Re: Slow HTTP Responses

Rich Wiggins ([email protected])
Fri, 14 Jan 94 17:00:19 EST


>> I vehemently disagree. An odometer should be a sign that some real
>> work is being done. Put up an hourglass if all you want to show
>> is "yes the client is still on a running computer but we're waiting."
>> Would you have "option hash" in FTP fake the fact that transfer is
>> taking place?
>hash indicates *REAL* work being done, Mosaic already does this. Mosaic
>also changes the cursor. Neither of these address the issue, The issue
>being, what and how should the remote server be able to tell us about the
>status of the request being processed. It's not clear to me at this point
>that "Status:" is the right solution, HTTP is simply not designed as an
>interactive protocol TTBOMK.

Regardless of the merits of the Status proposal, the spinning globe
does NOT equate to hash: sometimes the globe spins when nothing is
being transferred -- I've had it spin in WinMosaic while a dialog
box sits telling me the fetch failed. Moreover, Option Hash gives
you a visual indication as to the amount of work that has been
accomplished -- it's a count of blocks transferred. Users can't
count globe revolutions as a measure of work done.
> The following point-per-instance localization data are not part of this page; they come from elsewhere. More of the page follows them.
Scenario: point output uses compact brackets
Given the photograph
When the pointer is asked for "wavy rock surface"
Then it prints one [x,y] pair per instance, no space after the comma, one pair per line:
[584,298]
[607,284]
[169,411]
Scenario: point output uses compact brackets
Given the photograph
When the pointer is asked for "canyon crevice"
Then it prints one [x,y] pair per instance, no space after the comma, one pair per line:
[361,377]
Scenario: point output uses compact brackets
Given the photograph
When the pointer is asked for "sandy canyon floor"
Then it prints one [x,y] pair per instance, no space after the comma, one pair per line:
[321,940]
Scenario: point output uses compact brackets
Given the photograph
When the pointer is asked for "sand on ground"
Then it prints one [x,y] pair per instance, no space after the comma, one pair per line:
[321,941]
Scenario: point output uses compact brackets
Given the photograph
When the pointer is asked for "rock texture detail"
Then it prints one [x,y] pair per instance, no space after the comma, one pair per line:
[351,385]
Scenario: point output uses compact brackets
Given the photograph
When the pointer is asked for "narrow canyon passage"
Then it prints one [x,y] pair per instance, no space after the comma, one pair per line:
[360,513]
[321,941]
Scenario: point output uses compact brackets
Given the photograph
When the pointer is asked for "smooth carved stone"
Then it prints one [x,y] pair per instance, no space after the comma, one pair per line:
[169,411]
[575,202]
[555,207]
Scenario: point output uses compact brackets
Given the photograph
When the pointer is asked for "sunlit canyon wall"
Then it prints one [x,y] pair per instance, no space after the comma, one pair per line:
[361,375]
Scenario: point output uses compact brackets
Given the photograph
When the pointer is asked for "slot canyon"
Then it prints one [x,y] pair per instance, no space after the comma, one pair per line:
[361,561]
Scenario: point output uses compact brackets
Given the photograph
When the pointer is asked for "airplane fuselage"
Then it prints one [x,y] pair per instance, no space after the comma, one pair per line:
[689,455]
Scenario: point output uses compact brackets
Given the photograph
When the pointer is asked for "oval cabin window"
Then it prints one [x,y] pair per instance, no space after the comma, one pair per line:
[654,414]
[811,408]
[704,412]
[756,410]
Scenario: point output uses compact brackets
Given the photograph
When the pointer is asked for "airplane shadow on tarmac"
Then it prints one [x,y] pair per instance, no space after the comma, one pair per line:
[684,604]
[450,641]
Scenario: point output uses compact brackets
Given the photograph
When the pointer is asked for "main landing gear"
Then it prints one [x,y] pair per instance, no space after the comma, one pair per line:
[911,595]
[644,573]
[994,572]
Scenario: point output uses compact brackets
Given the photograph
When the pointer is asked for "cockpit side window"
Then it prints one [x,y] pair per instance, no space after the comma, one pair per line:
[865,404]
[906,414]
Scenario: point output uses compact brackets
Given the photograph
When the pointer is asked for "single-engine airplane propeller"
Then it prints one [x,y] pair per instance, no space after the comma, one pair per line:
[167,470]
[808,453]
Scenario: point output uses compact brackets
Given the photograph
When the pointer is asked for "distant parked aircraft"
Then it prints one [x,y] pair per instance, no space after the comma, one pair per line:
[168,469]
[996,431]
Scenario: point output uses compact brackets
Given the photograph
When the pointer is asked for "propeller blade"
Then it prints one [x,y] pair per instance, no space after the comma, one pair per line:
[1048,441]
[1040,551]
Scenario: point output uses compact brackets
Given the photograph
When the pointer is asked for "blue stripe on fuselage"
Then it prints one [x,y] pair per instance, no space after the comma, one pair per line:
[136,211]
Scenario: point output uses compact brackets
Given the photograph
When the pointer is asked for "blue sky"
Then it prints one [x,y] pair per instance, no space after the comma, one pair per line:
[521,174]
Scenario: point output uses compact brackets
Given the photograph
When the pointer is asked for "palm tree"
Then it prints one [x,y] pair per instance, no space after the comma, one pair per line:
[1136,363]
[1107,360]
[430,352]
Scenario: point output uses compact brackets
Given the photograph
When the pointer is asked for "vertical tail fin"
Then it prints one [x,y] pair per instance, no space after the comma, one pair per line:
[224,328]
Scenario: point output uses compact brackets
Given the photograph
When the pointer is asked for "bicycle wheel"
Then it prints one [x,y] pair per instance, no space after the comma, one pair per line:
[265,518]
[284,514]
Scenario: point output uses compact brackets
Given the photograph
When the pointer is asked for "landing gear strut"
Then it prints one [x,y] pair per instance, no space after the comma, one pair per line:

I can picture lots of situations where it'd be very nice to have
a standard status mechanism. Suppose the info you want is offline
and must be fetched with an unknown wait for posting online. Suppose
the server is hunting around a huge database (or the Internet) for
your answer. An odometer reflecting real work done (which is not
necessarily the same thing as amount of data transferred to the
user, by the way) could be extremely useful.

Whether the particular proposal for communicating back status info
is the best scheme or not, having the client fake a "warm fuzzy"
indicator does not address the need expressed.